O que pode ser feito para resolver este problema ?


"Existem várias maneiras de mudar a situação. Por exemplo, as políticas de planejamento (as estruturas que governam como os urbanistas trabalham) podem garantir que haja requisitos para que os empreiteiros do setor privado criam habitações a preços acessíveis. Não é necessario construir mais casas, mas sim garantir que haja moradias acessíveis nos prédios existentes", diz Jamilla Mohamud. Ela acha que os governos também podem fazer mais porque "já faz demasiado tempo que não investem no desenvolvimento de novas moradias acessíveis, principalmente a nível provincial e federal". Ela também acredita que é importante, ao fazer projetos imobiliários, garantir que sejam de boa qualidade e sustentáveis em termos de tamanho e número de apartamentos.

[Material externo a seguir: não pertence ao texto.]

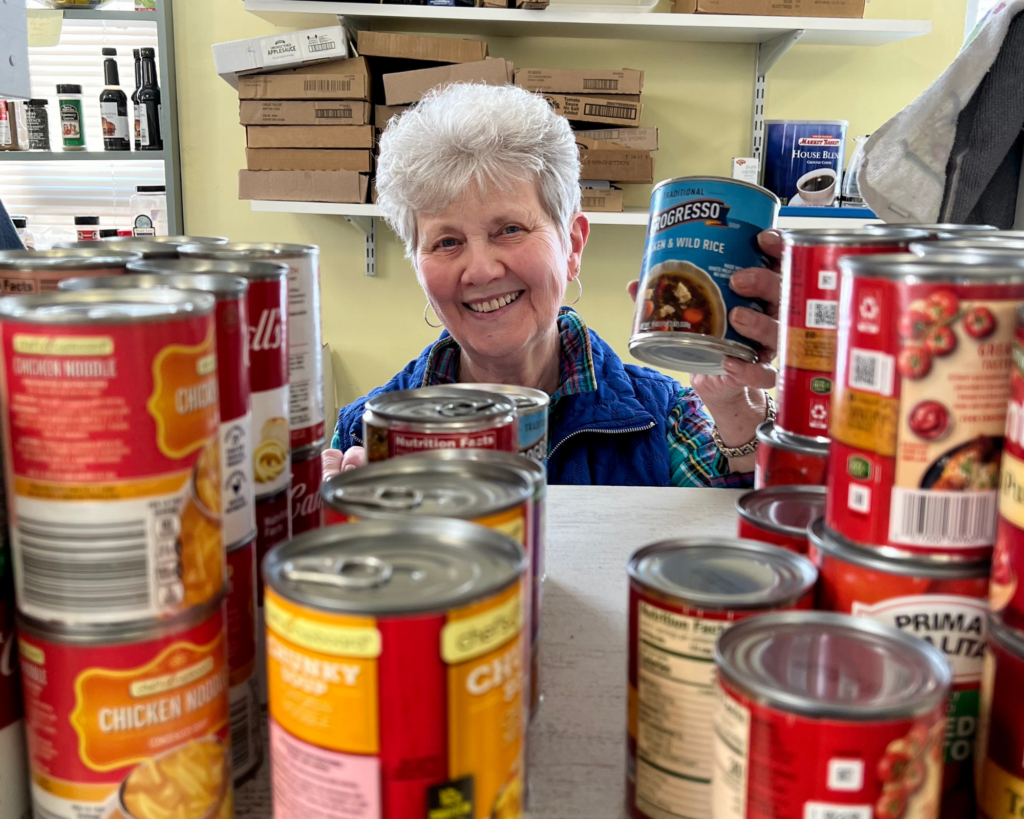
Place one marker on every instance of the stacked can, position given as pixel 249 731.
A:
pixel 111 428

As habitações sociais, um termo que engloba habitação cooperativa, habitação sem fins lucrativos e habitação pública, são uma das soluções para resolver a crise imobiliária. Por exemplo, o modelo cooperativo, isto é uma propriedade coletiva de um conjunto habitacional, pode fazer com que pessoas com salários mais baixos possam viver no mesmo espaço que pessoas com salários mais elevados. "Neste modelo, as pessoas que gahnam mais subvencionam as pessoas que gahnam menos. É uma forma de manter o aluguer baixo, mas também de criar coesão social e comunitária. Certas tarefas como cozinhar juntos, cuidar dos jardins comunitários, limpar ou recolher o lixo são feitas pela comunidade em vez de serem feitas por outras pessoas. É realmente um modo de vida comunitário. Todos têm sua própria casa, mas todos trabalham juntos e têm propriedade coletiva do prédio", explica a urbanista.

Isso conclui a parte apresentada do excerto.